Another problem: Many of the countries emitting high levels of greenhouse gas are themselves poor. Although the United States is currently the second-worst yearly emitter, others at the top include China, Indonesia, Brazil, India, and Iran. If culpability rests on per capita rather than absolute emissions, then the worst countries include Montenegro, Equatorial Guinea, and Belize. Or if culpability is calculated in terms of emissions relative to the size of the economy, then the worst countries include the Central African Republic, Burundi, and Zambia. (My source is the World Resources Institute’s Climate Data Explorer.) A climate treaty that aims for corrective justice would thus burden a lot of poor countries.

And even if you move past all those objections, you still need to establish that the rich countries acted culpably by emitting greenhouse gases. The issue here is that most emissions in the United States took place before the 1990s, when few Americans knew about, or understood, the dangers of climate change. Even since then, it is difficult to argue that Americans act in a blameworthy fashion by heating their homes and firing up their laptops, which is what everyone does albeit usually to lesser (as well as varying) degrees. We might blame ourselves for failing to elect governments that unilaterally cut emissions, but our governments have justifiably held out for other countries like China to agree to do their share. After all, unilateral emission cuts will do little to solve the problem.

One of the most challenging features of the climate change problem is the time lag between emission and harm. It was our ancestors who emitted much of the stock of greenhouse gases, and most of the harm they caused will not take place until additional decades have passed. If a climate treaty compelled monetary transfers from historic wrongdoers to victim countries today, these transfers would be to people who have not been harmed from people who have not harmed them.

Yet the people who will live in the Philippines, India, and Kenya decades from now will be much richer than the people who live in those countries today. Why should a climate treaty compensate wealthy people in the future who will be somewhat less wealthy than they would have been if greenhouse gas emissions had taken place at lower levels?

In the end, the likely result of pushing for climate justice will be no climate treaty at all. As Todd D. Stern, the State Department’s envoy on climate issues, said last month: “Lectures about compensation, reparations and the like will produce nothing but antipathy among developed country policy makers and their publics.”  

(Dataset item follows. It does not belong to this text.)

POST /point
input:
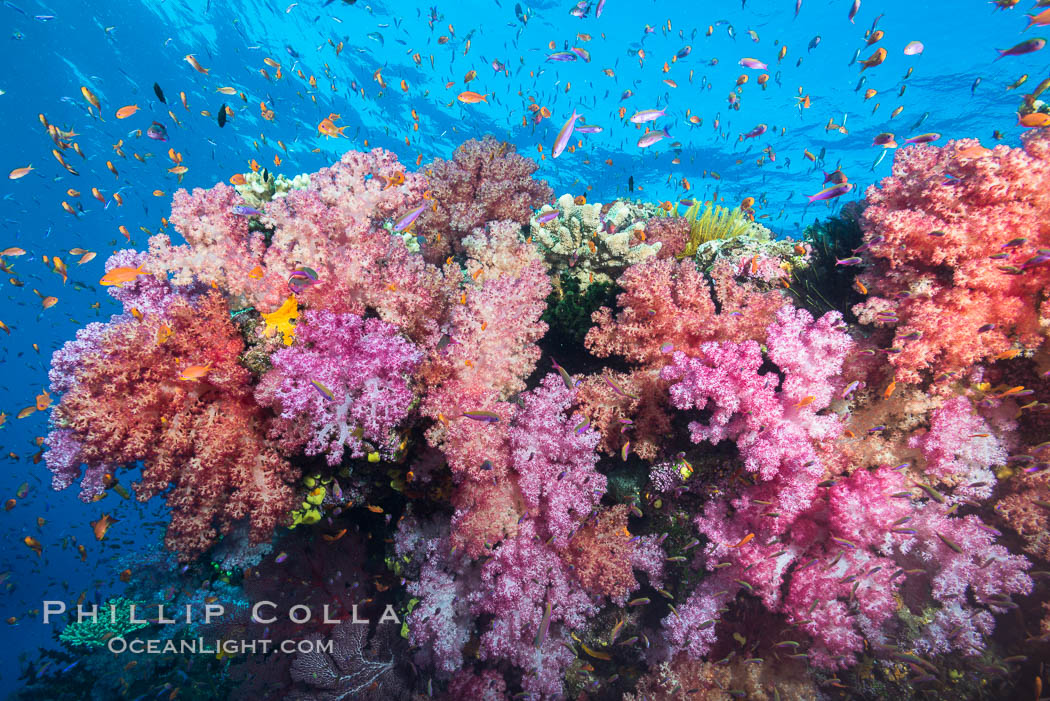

Treaties are deals that countries enter into in order to advance their interests. A climate treaty is possible only if it makes all countries better off than the status quo. China must believe that it loses more from future climate damage than it loses from the increase in the price of energy that would result from greenhouse gas emission limits. So must the United States, Russia, Bangladesh, and Kenya. Because all countries weigh the benefits and costs differently, they all support different emission limits. A feasible treaty must walk an extraordinarily fine line, leaving no room for righting the wrongs of history.

This is not to say that the rich countries should ignore the moral claims of poor countries. But these claims should be based on their poverty, not on a historical accounting of the costs and benefits of the Industrial Revolution, colonialism, and the Crusades. Aid and other forms of assistance—like U.S. aid to the victims of Typhoon Haiyan, based on humanitarian considerations rather than corrective justice—already take place outside any climate treaty.

And that is where they should stay. A feasible treaty is not the same as a treaty based on reparations or redistribution. You can have justice or you can have a climate treaty. Not both.